La Loi 35 censée limiter la collusion dans le milieu de la construction sera renforcée d’ici la fin de l’année.

Le nouveau ministre responsable de la Métropole, Jean-François Lisée, en a fait la promesse au maire de Montréal, Gérald Tremblay, jeudi, en marge de la séance mensuelle du conseil d’agglomération.

Le durcissement de la loi sera un menu des travaux de l’Assemblée nationale, qui reprennent le 30 octobre. Compte tenu du processus législatif, les changements ne seraient toutefois pas effectifs avant le mois de décembre.

Pour le maire Tremblay, qui demande depuis plusieurs mois d’être dégagé de l’obligation de devoir automatiquement accorder un contrat au plus bas soumissionnaire, cela est trop éloigné. «Il faudrait que l’Assemblée nationale soit convoquée en séance extraordinaire le plus rapidement possible», selon le maire, qui s’est dit «choqué» par les images présentées mercredi devant la commission Charbonneau.

Sur ces images prises clandestinement entre 2004 et 2006 par la GRC, on voit plusieurs entrepreneurs en construction frayer avec les chefs de la mafia.
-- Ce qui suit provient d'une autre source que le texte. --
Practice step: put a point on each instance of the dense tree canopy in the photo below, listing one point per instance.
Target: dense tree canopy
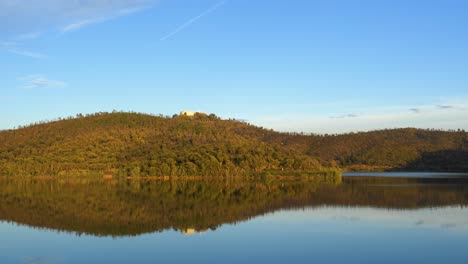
(130, 144)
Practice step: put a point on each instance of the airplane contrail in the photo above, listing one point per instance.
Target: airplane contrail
(193, 20)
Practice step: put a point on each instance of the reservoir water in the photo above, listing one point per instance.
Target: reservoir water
(358, 219)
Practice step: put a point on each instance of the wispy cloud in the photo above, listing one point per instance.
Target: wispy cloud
(344, 116)
(40, 81)
(27, 53)
(193, 20)
(25, 18)
(15, 48)
(88, 21)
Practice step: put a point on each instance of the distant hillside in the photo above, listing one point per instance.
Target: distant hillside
(395, 149)
(132, 144)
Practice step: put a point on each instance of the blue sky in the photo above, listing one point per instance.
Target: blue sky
(322, 66)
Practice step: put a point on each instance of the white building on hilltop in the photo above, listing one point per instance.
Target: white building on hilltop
(190, 113)
(187, 113)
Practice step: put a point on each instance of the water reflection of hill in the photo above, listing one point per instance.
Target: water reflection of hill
(135, 207)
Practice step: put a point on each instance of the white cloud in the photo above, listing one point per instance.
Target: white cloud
(25, 18)
(193, 20)
(428, 116)
(40, 81)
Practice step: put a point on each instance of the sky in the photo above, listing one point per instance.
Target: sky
(314, 66)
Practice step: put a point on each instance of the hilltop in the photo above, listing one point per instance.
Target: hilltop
(134, 144)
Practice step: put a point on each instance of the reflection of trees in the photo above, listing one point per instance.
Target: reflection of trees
(135, 207)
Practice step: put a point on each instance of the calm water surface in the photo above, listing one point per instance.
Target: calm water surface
(354, 220)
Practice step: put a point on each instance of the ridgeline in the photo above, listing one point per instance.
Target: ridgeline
(133, 144)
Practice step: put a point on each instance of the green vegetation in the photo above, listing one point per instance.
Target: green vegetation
(394, 149)
(132, 144)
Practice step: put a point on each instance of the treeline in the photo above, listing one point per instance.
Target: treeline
(132, 144)
(394, 149)
(122, 208)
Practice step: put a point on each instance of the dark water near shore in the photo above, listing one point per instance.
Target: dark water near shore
(379, 218)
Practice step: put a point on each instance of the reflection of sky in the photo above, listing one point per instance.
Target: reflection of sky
(455, 218)
(321, 235)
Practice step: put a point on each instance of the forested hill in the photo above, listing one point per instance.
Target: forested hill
(132, 144)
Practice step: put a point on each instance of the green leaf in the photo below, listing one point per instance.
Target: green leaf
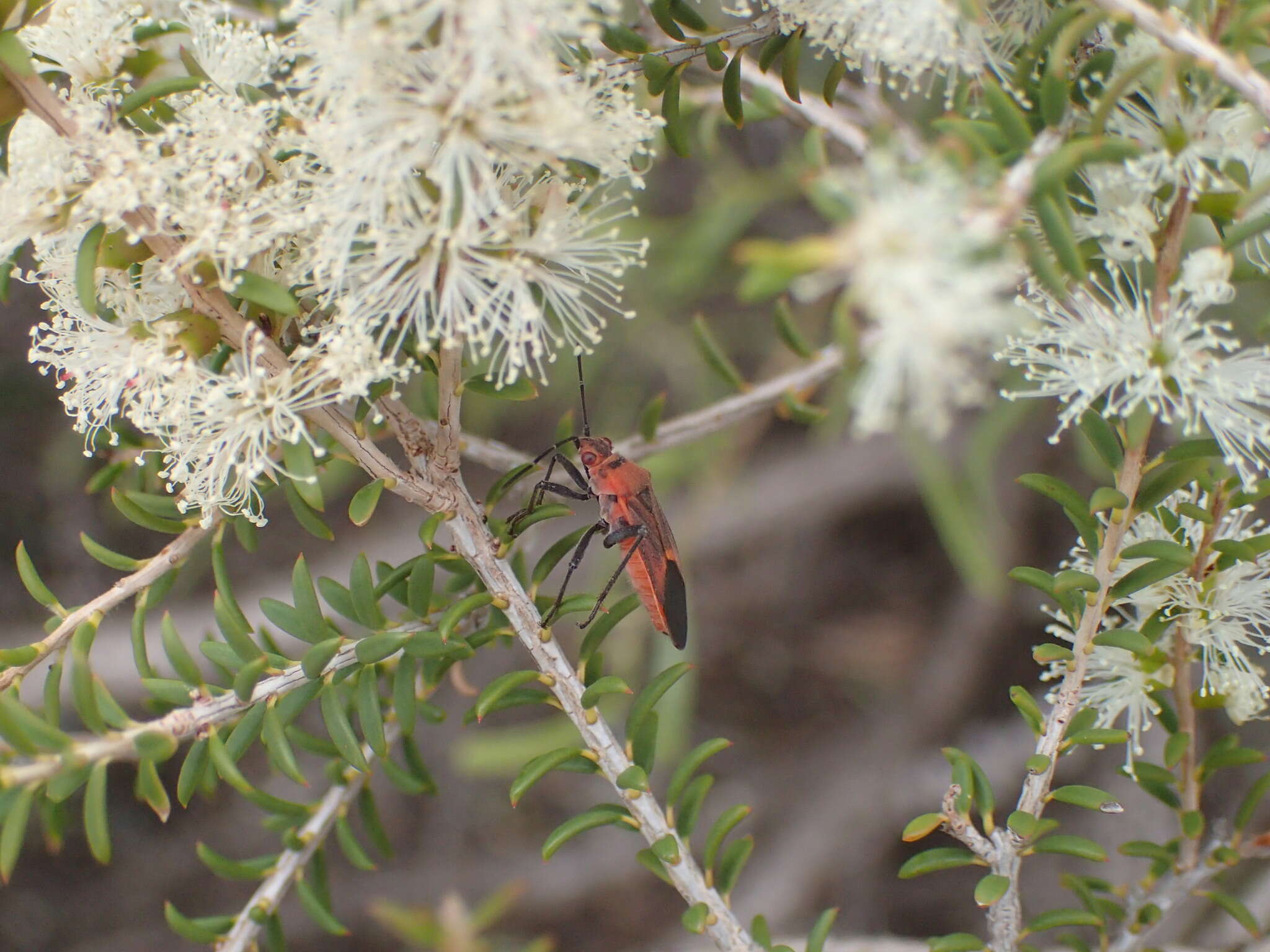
(236, 870)
(315, 659)
(206, 931)
(990, 889)
(719, 831)
(956, 942)
(695, 918)
(281, 754)
(609, 684)
(1235, 909)
(1145, 575)
(267, 294)
(689, 808)
(603, 625)
(921, 827)
(652, 694)
(14, 831)
(660, 11)
(499, 689)
(790, 61)
(1028, 707)
(151, 92)
(935, 860)
(1126, 640)
(1054, 218)
(690, 764)
(714, 355)
(521, 389)
(1073, 505)
(1160, 549)
(244, 682)
(1068, 844)
(1099, 735)
(601, 815)
(732, 102)
(376, 648)
(819, 933)
(1088, 798)
(1055, 918)
(771, 50)
(31, 580)
(732, 862)
(460, 610)
(1006, 113)
(540, 767)
(351, 848)
(673, 128)
(1166, 480)
(318, 908)
(1104, 438)
(86, 268)
(133, 512)
(97, 826)
(339, 729)
(305, 514)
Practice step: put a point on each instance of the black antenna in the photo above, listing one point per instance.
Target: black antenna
(582, 391)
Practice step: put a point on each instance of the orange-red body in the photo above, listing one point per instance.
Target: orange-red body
(625, 493)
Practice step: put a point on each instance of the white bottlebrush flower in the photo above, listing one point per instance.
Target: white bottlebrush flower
(1185, 139)
(87, 40)
(1104, 342)
(1122, 219)
(1117, 684)
(544, 273)
(910, 43)
(934, 286)
(1227, 619)
(224, 431)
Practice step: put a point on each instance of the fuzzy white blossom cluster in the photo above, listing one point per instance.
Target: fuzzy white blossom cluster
(933, 283)
(1110, 345)
(424, 170)
(1222, 610)
(908, 45)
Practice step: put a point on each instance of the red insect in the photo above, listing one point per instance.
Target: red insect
(630, 518)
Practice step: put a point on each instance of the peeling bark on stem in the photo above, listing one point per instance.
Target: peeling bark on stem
(1005, 915)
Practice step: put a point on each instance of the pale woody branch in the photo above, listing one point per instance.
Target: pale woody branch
(1005, 915)
(162, 563)
(1236, 71)
(291, 862)
(183, 724)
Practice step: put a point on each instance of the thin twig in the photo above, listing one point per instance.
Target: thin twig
(479, 549)
(814, 111)
(163, 562)
(1005, 915)
(182, 724)
(1236, 71)
(291, 862)
(448, 377)
(758, 29)
(753, 402)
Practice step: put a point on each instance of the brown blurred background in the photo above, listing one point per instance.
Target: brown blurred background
(837, 641)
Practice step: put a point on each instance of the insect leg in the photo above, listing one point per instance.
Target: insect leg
(545, 485)
(620, 535)
(573, 564)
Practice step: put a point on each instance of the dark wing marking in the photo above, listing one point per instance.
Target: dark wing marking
(675, 603)
(662, 558)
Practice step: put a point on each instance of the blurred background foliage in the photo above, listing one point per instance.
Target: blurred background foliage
(850, 617)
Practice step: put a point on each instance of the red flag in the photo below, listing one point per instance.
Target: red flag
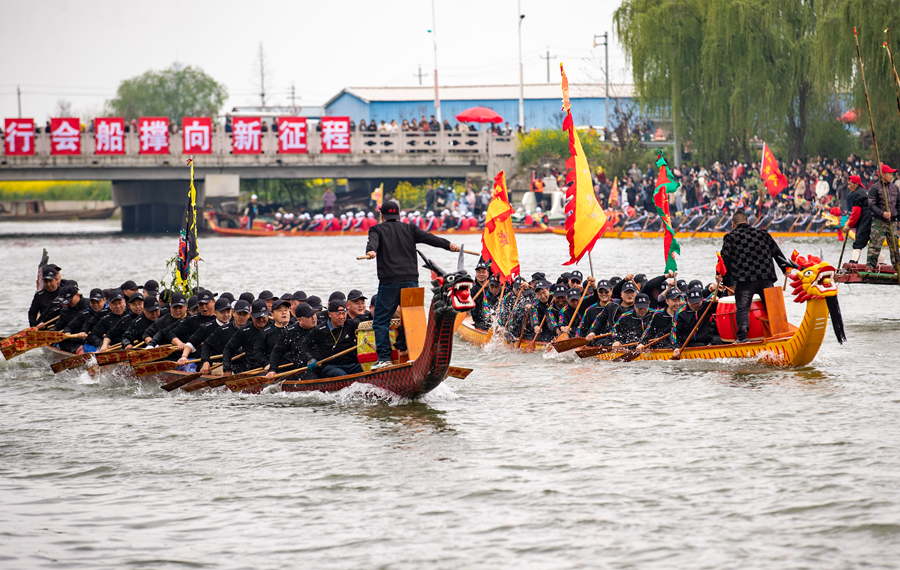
(772, 177)
(720, 265)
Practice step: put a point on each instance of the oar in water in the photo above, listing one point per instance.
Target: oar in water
(630, 355)
(256, 381)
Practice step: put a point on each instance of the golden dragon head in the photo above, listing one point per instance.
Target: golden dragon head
(814, 279)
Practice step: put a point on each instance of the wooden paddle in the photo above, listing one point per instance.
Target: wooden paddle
(529, 348)
(630, 355)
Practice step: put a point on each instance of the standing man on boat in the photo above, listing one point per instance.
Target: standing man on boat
(394, 244)
(860, 216)
(748, 254)
(883, 215)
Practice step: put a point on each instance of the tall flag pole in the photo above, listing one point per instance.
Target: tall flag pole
(585, 219)
(187, 240)
(498, 242)
(666, 185)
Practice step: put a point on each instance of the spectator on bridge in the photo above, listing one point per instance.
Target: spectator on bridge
(328, 200)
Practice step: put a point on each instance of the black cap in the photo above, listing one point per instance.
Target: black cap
(303, 310)
(390, 210)
(642, 301)
(259, 309)
(673, 293)
(695, 296)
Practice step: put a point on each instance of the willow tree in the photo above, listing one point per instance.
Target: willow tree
(837, 55)
(728, 70)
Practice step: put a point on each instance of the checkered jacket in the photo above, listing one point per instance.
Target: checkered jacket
(748, 254)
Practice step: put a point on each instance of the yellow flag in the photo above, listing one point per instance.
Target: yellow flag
(585, 219)
(498, 242)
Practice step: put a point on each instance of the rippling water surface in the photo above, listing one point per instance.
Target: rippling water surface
(532, 462)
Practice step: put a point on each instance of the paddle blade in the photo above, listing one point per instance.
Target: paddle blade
(459, 372)
(154, 367)
(569, 344)
(179, 382)
(142, 356)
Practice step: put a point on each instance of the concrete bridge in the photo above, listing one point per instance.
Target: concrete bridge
(150, 188)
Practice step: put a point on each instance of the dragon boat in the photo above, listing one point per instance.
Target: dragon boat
(429, 340)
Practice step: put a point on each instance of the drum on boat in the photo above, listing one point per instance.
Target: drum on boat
(727, 323)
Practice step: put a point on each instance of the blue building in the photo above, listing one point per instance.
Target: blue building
(542, 103)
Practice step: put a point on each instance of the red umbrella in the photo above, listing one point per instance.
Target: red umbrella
(479, 115)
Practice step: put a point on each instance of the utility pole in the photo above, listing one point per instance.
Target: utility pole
(605, 45)
(548, 58)
(521, 74)
(262, 77)
(437, 98)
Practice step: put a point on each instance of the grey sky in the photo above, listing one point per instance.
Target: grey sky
(81, 50)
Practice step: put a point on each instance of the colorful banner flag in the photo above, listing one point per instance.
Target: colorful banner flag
(665, 185)
(187, 240)
(772, 177)
(498, 242)
(585, 219)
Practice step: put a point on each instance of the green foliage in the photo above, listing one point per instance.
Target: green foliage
(173, 93)
(56, 190)
(771, 69)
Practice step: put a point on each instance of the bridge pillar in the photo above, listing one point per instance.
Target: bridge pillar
(153, 206)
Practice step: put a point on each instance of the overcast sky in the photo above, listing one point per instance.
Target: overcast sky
(80, 50)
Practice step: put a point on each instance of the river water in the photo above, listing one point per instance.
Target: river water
(533, 461)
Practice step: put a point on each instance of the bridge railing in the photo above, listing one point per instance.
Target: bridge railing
(444, 142)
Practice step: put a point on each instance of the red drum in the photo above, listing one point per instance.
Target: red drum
(727, 325)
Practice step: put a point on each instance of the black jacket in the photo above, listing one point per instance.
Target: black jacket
(324, 342)
(748, 254)
(43, 305)
(395, 244)
(242, 341)
(216, 341)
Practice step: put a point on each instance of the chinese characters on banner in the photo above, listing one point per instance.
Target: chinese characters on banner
(154, 135)
(197, 135)
(65, 136)
(246, 134)
(19, 137)
(292, 135)
(335, 135)
(109, 135)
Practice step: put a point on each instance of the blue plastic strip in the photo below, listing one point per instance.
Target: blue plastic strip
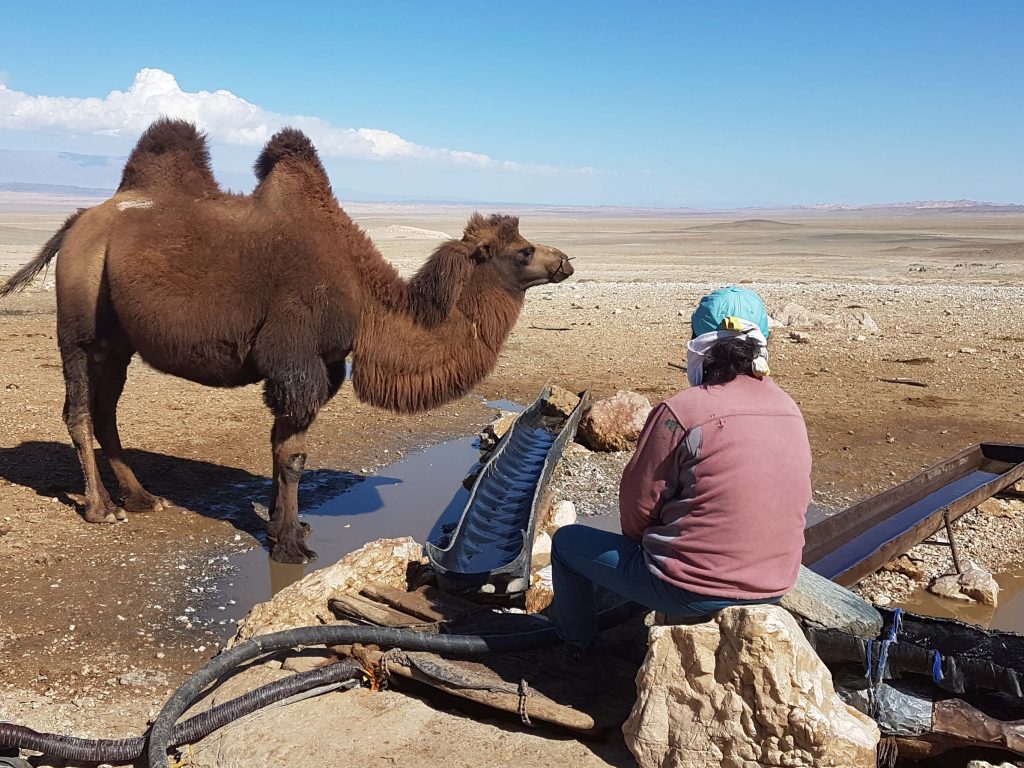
(937, 675)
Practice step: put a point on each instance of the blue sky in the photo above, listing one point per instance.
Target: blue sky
(664, 103)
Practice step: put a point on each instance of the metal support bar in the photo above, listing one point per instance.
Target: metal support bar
(951, 543)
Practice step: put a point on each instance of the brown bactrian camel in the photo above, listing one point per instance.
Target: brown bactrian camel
(280, 286)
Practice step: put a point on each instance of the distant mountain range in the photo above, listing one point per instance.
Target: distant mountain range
(65, 173)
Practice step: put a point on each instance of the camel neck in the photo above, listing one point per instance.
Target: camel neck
(409, 366)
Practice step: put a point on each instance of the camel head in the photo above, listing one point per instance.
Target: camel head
(496, 245)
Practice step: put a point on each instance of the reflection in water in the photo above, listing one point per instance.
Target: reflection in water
(1008, 616)
(284, 573)
(414, 497)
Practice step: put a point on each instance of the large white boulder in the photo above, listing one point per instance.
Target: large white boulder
(305, 602)
(614, 423)
(741, 690)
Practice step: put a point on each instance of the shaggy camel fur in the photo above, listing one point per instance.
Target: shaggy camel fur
(279, 286)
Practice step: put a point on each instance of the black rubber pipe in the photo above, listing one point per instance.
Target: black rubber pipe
(124, 751)
(162, 731)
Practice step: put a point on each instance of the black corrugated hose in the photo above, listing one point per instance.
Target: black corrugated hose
(164, 733)
(123, 751)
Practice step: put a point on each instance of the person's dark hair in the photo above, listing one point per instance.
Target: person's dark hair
(729, 358)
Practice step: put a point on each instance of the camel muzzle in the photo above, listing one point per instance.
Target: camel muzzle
(564, 268)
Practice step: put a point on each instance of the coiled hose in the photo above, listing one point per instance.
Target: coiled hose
(123, 751)
(164, 733)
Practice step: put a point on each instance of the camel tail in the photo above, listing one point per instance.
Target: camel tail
(20, 280)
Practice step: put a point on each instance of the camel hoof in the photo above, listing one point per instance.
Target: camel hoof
(290, 547)
(102, 514)
(144, 503)
(298, 554)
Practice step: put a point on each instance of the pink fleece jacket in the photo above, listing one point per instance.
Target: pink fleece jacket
(718, 489)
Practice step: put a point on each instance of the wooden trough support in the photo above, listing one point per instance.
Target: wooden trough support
(523, 684)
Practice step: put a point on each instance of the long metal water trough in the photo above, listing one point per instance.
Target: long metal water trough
(861, 539)
(488, 553)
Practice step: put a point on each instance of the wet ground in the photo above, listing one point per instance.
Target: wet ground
(83, 604)
(1009, 615)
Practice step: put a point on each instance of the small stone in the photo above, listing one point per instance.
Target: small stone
(541, 591)
(542, 544)
(561, 402)
(614, 423)
(980, 586)
(995, 508)
(493, 433)
(947, 586)
(563, 514)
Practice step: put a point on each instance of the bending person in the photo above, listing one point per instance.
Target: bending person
(713, 502)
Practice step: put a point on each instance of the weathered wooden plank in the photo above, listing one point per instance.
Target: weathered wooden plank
(826, 604)
(369, 611)
(499, 695)
(427, 603)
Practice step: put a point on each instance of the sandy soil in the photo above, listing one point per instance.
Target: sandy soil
(83, 606)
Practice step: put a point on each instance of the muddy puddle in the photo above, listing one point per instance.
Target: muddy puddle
(414, 497)
(1009, 615)
(417, 497)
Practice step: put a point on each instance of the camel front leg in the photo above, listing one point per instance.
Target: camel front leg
(99, 507)
(287, 535)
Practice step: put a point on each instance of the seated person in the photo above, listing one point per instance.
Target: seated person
(713, 502)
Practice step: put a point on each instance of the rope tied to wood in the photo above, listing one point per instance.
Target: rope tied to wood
(523, 698)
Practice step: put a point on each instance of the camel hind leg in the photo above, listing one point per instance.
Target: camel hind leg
(109, 370)
(294, 393)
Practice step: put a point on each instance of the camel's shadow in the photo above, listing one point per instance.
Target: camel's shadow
(214, 491)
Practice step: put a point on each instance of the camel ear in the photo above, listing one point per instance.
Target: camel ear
(481, 251)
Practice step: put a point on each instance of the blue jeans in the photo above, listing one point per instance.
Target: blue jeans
(583, 557)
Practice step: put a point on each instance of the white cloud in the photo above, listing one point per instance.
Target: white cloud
(225, 118)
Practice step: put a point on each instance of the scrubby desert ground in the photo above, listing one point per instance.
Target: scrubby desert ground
(89, 639)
Ces entrepreneurs raflent la majorité des contrats à Montréal et à Laval.

Le maire a pratiquement admis qu’une bonne partie des contrats d’infrastructures octroyés par la Ville étaient payés 30% plus chers qu’ils ne devraient l’être et que malgré la médiatisation, «il semblerait qu’il y ait encore un 15% [de surcharge à cause de la collusion]. «Si on avait reçu ces images plus tôt, on aurait demandé une enquête bien avant», a t-il ajouté.

Pour les deux partis d’opposition, le maire fait preuve de mollesse dans ce dossier. Le chef de Montréal donne l’exemple d’un projet de resserrement du modèle d’attribution des contrats que l’ancien chef de police Jacques Duschesneau aurait présenté au maire en septembre 2009. «Le maire ne lui a jamais répondu. Il avait ça en main il y a quatre ans et il n’a rien fait», déplore M. Bergeron.

De son côté l’opposition officielle dénonce le fait que l’administration Tremblay pousse les arrondissements à ne pas bloquer certains contrats douteux, sous peine de perdre le financement municipal. Mme Harel déplore que le maire ne veuille pas que le SPVM soit mis à contribution dans le cadre de la commission sur l’octroi des contrats.

 La Ville sur la sellette

-Plusieurs questions restent en suspens : À quel point par exemple, la mafia a t-elle gangrené certains élus et employés municipaux?

-Un haut fonctionnaire responsable des travaux publics, Robert Marcil a démissionné en 2009 après avoir frayé avec des entrepreneurs douteux.

-L’ancien bras droit du maire, Frank Zampino a été arrêté et accusé de fraude cet été, de même qu’un ancien collecteur de fonds du parti du maire Tremblay, Bernard Trepanier.